System Architecture¶

Planned improvements to the data layer and application backend: TimescaleDB for OHLCV, SQS for background tasks, Redis sorted sets for worker tracking, and global rate limiting.

Triggers by user count

User Count	Architecture Change	Business Value
1K	Rate limiting middleware for all endpoints	Prevents per-user abuse beyond webhooks
5K	SQS for email notifications and audit log writes	Durable delivery; no lost tasks on API restart
10K	SQS for all background tasks; Redis sorted set for worker tracking	Remove O(N) key scan bottleneck; offload all async work from API hot path
Any	TimescaleDB for OHLCV candle storage	Shared historical data across users; enables in-app backtest product feature

TimescaleDB for OHLCV Candles¶

The backtesting engine currently uses local .npz files for historical data. The planned migration to TimescaleDB enables:

graph TB subgraph current["Current"] CCXT["CCXT Fetch"] --> NPZ["Local .npz Files"] NPZ --> Backtest["Backtester"] end subgraph future["Planned"] Ingest["Ingestion Pipeline"] --> TS["TimescaleDB<br/>Hypertables"] TS --> API2["REST API"] API2 --> Backtest2["Backtester"] TS --> Resample["Continuous Aggregates<br/>(1m → 5m → 1h → 1d)"] end

Key Features: - Hypertables: Automatic time-based partitioning for OHLCV data - Compression: 10-20x compression for historical data - Continuous Aggregates: Pre-computed resampling (1m → higher timeframes) - DataSource Protocol: Swap DiskSource for TimescaleSource — zero backtester changes

Application (Backend) Improvements¶

SQS for All Background Tasks¶

Task Type	Current	Future	Trigger
Order fill verification	SQS FIFO (deployed)	SQS FIFO	—
Email notifications	BackgroundTasks (in-process)	SQS	5K users
Webhook logging	BackgroundTasks	SQS	10K users
Audit log writes	Synchronous	SQS	10K users

Why Migrate?

FastAPI BackgroundTasks run in-process — if the API task crashes or restarts, pending background tasks are lost. SQS provides durable, at-least-once delivery with DLQ for failed messages.
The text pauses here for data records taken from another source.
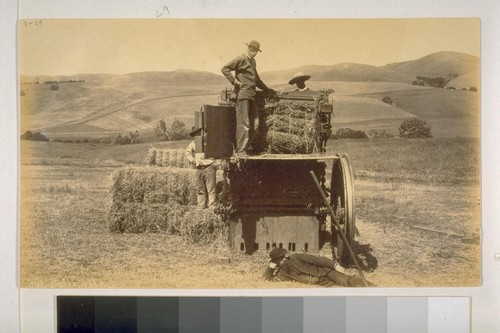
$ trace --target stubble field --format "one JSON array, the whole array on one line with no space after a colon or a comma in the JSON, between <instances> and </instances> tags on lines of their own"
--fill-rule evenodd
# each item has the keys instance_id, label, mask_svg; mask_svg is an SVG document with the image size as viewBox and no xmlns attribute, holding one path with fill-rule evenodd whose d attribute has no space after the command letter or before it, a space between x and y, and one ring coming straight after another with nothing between
<instances>
[{"instance_id":1,"label":"stubble field","mask_svg":"<svg viewBox=\"0 0 500 333\"><path fill-rule=\"evenodd\" d=\"M22 142L22 287L310 287L262 281L265 252L110 233L111 174L142 165L149 147ZM380 287L480 284L478 138L335 140L329 152L348 153L353 166L355 252L368 280Z\"/></svg>"}]
</instances>

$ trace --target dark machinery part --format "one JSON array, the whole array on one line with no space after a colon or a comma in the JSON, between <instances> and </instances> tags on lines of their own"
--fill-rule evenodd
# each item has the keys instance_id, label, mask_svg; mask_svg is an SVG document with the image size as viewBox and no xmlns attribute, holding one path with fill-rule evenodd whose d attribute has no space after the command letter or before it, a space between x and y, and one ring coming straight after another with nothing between
<instances>
[{"instance_id":1,"label":"dark machinery part","mask_svg":"<svg viewBox=\"0 0 500 333\"><path fill-rule=\"evenodd\" d=\"M361 267L359 266L358 260L356 259L356 255L354 254L354 252L352 250L352 246L350 244L350 241L347 239L347 236L344 233L344 229L340 226L339 222L337 221L336 213L333 211L332 206L328 202L328 199L326 198L326 195L325 195L323 188L321 187L321 185L318 181L318 178L316 177L316 175L314 174L313 171L311 171L310 174L311 174L311 177L312 177L314 183L316 184L316 188L318 189L318 192L321 194L321 198L323 199L324 203L326 204L326 207L330 211L330 216L332 219L332 223L335 226L335 229L337 230L338 234L340 235L341 239L343 240L345 248L349 252L349 255L351 256L352 261L356 265L356 268L358 269L359 275L361 276L361 279L363 280L365 287L368 287L368 283L366 282L365 277L363 275L363 272L361 271Z\"/></svg>"},{"instance_id":2,"label":"dark machinery part","mask_svg":"<svg viewBox=\"0 0 500 333\"><path fill-rule=\"evenodd\" d=\"M326 155L326 142L332 132L332 91L281 92L274 101L297 101L316 108L316 147L318 153L307 155L264 154L234 158L236 111L232 91L224 90L218 105L203 105L195 114L195 124L202 128L205 157L231 163L225 194L235 209L230 221L230 244L247 253L256 250L285 248L289 251L318 251L325 242L335 247L335 257L349 259L346 242L331 228L331 213L311 181L312 171L323 192L330 195L335 218L354 244L355 214L352 170L347 155ZM260 109L267 96L257 92ZM262 113L261 113L262 114ZM332 166L331 182L327 170ZM328 175L329 176L329 175ZM330 185L330 186L329 186Z\"/></svg>"},{"instance_id":3,"label":"dark machinery part","mask_svg":"<svg viewBox=\"0 0 500 333\"><path fill-rule=\"evenodd\" d=\"M339 222L350 246L354 245L356 233L356 215L354 206L354 186L351 163L347 154L337 155L339 159L333 162L330 191L330 205ZM339 261L347 261L345 241L336 228L332 227L332 244L335 247L335 256Z\"/></svg>"}]
</instances>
Redis Sorted Set for Worker Tracking¶

Replace SCAN pattern for orphan detection with a Redis sorted set:

Current	Future
`SCAN` all `worker:active:*` keys	`ZADD worker:all {timestamp} {user_id}`
O(N) full key scan	O(log N) sorted set operations
Slow at 10K+ keys	Fast at any scale

Rate Limiting Middleware¶

Currently rate limiting is per-user at the webhook level. Planned: global rate limiting middleware for all endpoints:

Per-IP rate limiting (complement to WAF)
Per-user rate limiting across all endpoints
Configurable limits per endpoint group
Redis-based sliding window (already implemented for webhooks)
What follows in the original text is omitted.